老婦人は言葉を続けず、おびえたように見返す鳴海を向き、微笑むでもなく瞬きもせず、ただ立っていた。
怜はふたりから離れた。砂を踏む。足跡が残る。足元の砂は、もはや海岸では見られなくなった目の細かいものだった。飛ばされてここに積もったのだろうか。
「わたしが、優しい?」
かすれた鳴海のつぶやきは、虫のささやきにまぎれこみ、かろうじて怜の耳に届いた。
老婦人は目を細めて青白い顔の鳴海を見つめるだけで、ひとりごとのような彼女のセリフに応えようとはしなかった。
「わたしが、優しい……?」
「優しくないひとなんて、この世の中にはいないのよ。

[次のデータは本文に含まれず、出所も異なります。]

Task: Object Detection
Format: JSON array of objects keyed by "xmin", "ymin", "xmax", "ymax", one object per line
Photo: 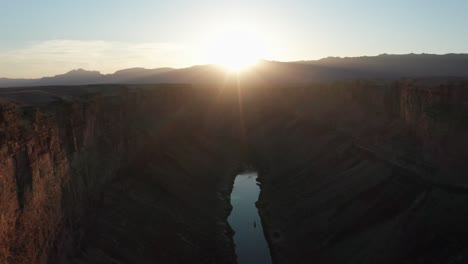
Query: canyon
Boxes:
[{"xmin": 0, "ymin": 77, "xmax": 468, "ymax": 264}]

きっと」
それはあまりに痛々しいセリフだった。優しさに満ちたこの空間にいて、怜の胸がかすかに痛んだ。怜は、意味もなく目の前の墓碑に、かしずくようにしゃがんだ。
おそらく老婦人の言うとおりなのだ。とりわけここのような、優しさに満ちた場所では。墓地を訪れる人間は、いったいどんな人間だ。そこに眠る自分に近しい存在に、寂しさをぶちまけるか、あるいは悲しみの涙を流すか、そうでなければ在りし日を思い起こして祈る場所だ。そこを訪れる人間は、きっと、みな、優しい。